Time and location

This course will be taught on Wednesdays from September 2002 to December 2002. The lectures start at 9.35 and end at lunch. After lunch there will be tutorials. For about 2 hours.

For the rest of the semester, the lectures and tutorials in "Mechanics of the Cell" have been moved to the Niels Bohr Institute, Blegdamsvej 19, usually room Ma-14 in building M, some times we will have to move to the adjacent auditorium M. The time has not been changed.

Course objectives

The course addresses students with an interest in the mechanical properties and architecture of cells and how these influence cell motion and motion inside the cell.  Students who have taken this course will have a thorough understanding of the mechanical properties of the cells components, such as polymers and membranes, and they will understand how these different components work together to form the dynamic properties of the cell.

Course content

The course will be given as a joint Master and PhD course, and is aimed at both students with a biological background as well as a background in physics and is offered in collaboration with the Niels Bohr Institute. In order to lay a common ground the course will start with an introduction to different cell types, and the cell’s molecular building blocks as well as an introduction to elementary statistical mechanics and elasticity. The mechanical properties of bio-polymers are then introduced. First the mechanical properties of single polymers then of 2 and 3 dimensional networks of polymers are treated. After this the mechanical properties of membranes are treated. These are combined to understand cell motion and mechanical properties of simple cells. Dynamic filaments such as microtubili, which are important for cell division, are also treated.
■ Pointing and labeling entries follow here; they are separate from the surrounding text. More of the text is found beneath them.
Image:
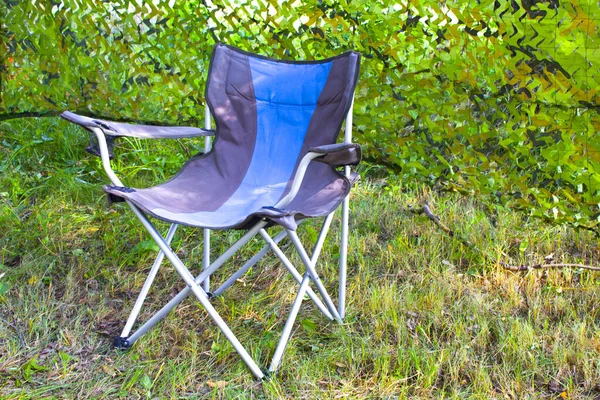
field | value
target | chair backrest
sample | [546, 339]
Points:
[269, 113]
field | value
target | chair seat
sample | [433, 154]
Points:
[208, 201]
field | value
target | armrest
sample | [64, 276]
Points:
[140, 131]
[338, 154]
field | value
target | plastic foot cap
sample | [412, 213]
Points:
[121, 343]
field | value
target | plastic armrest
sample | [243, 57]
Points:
[111, 128]
[338, 154]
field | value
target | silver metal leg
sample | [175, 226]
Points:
[294, 272]
[206, 258]
[289, 324]
[198, 292]
[343, 257]
[313, 273]
[144, 292]
[249, 264]
[163, 312]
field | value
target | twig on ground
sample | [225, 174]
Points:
[424, 209]
[543, 266]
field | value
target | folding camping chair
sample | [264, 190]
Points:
[273, 119]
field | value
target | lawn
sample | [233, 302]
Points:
[427, 316]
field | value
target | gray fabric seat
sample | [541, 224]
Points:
[266, 121]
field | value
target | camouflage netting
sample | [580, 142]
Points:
[496, 98]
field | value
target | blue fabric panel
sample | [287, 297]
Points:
[286, 97]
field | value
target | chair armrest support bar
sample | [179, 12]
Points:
[105, 156]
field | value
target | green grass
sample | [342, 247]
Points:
[427, 317]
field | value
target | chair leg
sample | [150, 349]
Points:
[163, 312]
[198, 292]
[289, 324]
[343, 257]
[206, 259]
[144, 292]
[294, 272]
[313, 274]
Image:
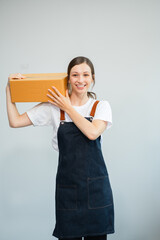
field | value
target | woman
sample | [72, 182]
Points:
[84, 200]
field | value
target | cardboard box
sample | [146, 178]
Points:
[34, 87]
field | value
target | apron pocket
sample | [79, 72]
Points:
[66, 197]
[99, 192]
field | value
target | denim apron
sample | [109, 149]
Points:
[83, 196]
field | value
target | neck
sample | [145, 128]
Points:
[78, 100]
The course will closely follow the suggested book by David Boal, but with an emphasis on the biological applications and less emphasis on the mathematical derivations.

Motivation:

In the last decades an increasing understanding of the single processes in a living cell has been obtained. However, in order to understand the whole living cell, it is necessary to combine the single processes to more complex systems. This course offers the students insight in the most recent understanding of one aspect of such complex systems - namely the mechanics of cells.

Course evaluation

As course evaluation the students choose one or two research papers of relevance to the course and make a short written report and an oral presentation in an exam.

Course credits:

The course will give 6 ECTS for master students at KVL and KU (physics), probably also for other students but you might have to apply for an approval.

People to contact

Course responsible: Eva Danielsen, email: eda@kvl.dk , homepage: www.kvl.dk/~eva

Kirstine Berg Sørensen, email: kirstine@nordita.dk ; Homepage: http://www.fys.ku.dk/~kirstine/

How to sign up

If you are a student at KVL, you register the usual way. If you are from outside KVL, then there is some advice at http://www.kvl.dk/main.asp (uddannelse, gæstestuderende) Unfortunately this is only in Danish so far. If that is a problem, please contact me.
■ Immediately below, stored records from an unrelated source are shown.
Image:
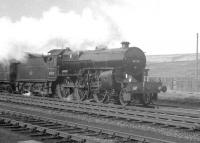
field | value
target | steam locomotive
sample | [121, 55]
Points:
[102, 75]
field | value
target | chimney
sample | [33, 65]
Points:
[125, 44]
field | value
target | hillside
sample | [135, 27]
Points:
[179, 65]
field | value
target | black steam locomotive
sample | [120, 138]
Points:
[102, 75]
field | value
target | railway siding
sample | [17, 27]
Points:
[191, 122]
[63, 129]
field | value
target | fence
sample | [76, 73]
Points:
[179, 83]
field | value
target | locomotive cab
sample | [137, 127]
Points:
[54, 60]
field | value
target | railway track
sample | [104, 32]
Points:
[65, 131]
[154, 116]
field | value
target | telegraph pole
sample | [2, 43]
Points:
[197, 58]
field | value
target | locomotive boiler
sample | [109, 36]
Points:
[102, 75]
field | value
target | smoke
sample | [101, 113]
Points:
[157, 27]
[55, 29]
On the homepage of KVL it says that you have to register before August 1. I have been informed that the administration is willing to make an exception and take students in from outside KVL after that date.

If you are a PhD student you sign up for the course by contacting me. (Eva Danielsen; eda@kvl.dk )

Teaching material

David Boal: Mechanics of the cell, Cambridge, 2002 (homepage: http://www.sfu.ca/~boal/moc.html )
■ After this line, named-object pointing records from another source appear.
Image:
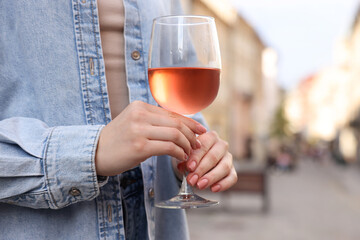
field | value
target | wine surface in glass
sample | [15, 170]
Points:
[184, 90]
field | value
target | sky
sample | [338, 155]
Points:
[303, 32]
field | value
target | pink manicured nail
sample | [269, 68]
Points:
[192, 165]
[193, 179]
[203, 183]
[200, 128]
[216, 188]
[198, 144]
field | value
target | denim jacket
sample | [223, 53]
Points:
[53, 105]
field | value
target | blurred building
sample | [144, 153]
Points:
[326, 105]
[248, 94]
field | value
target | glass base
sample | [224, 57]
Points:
[185, 201]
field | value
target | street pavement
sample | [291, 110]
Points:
[318, 201]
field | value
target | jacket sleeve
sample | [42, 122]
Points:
[47, 167]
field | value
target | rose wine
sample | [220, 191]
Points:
[184, 90]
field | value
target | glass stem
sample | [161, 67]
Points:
[185, 189]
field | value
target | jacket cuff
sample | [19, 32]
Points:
[69, 164]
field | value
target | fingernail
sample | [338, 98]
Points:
[216, 188]
[203, 183]
[200, 128]
[193, 179]
[198, 144]
[192, 165]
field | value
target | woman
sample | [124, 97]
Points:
[85, 142]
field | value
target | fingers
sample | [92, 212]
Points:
[209, 141]
[193, 125]
[164, 148]
[172, 135]
[226, 182]
[178, 126]
[213, 164]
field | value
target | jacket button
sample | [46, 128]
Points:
[151, 193]
[135, 55]
[74, 191]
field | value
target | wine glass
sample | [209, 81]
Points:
[184, 77]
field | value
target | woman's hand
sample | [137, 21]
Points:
[142, 131]
[212, 164]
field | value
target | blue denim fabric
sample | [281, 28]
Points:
[53, 105]
[132, 190]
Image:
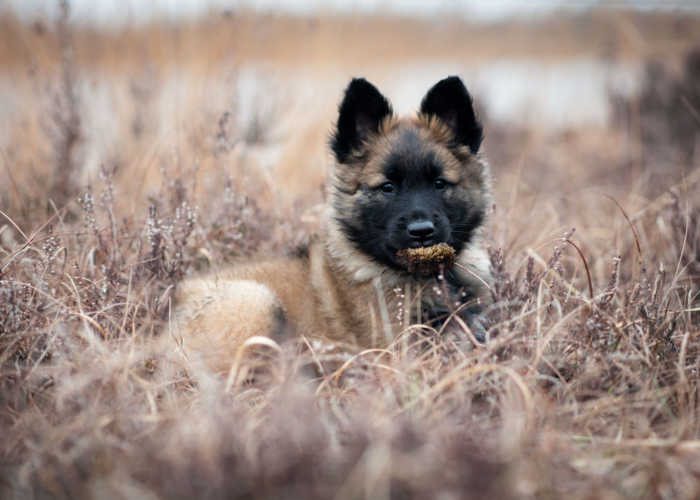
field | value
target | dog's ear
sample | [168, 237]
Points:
[449, 100]
[361, 112]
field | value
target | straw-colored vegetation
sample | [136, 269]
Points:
[587, 387]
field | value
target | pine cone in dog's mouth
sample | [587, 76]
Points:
[427, 260]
Available at the bookshop at KVL (ground floor – same building as where the teaching takes place); Price= ?? Dkr

Misprints of the book

Page 31        In equation 2.11 the power of R should be 4 (also three lines further down)

Page 89        A little below the middle there is a line that ends with “u_xy², “ In that line the second term is divided twice by 2. This should only be once (compare to page 77)

Page 107      Equation 4.13 There should be a curly P in front of the parentheses

Page 108      Equation 4.22 The gammas should be squared

Page 164 equation 5.30 and in figure 5.21, The maximum value of Delta H occurs at a hole radius of lambda/tau (not opposite)

Page 168 about the middle: k_A should be k_B (Boltzmann’s constant)

Page 225 last paragraph: the reference (Miao et al 1974 should be Miao et al 1994)

Page 242 Is there something wrong in this problem?

Page 285 This problem can not be solved. The area is too small compared to the radius.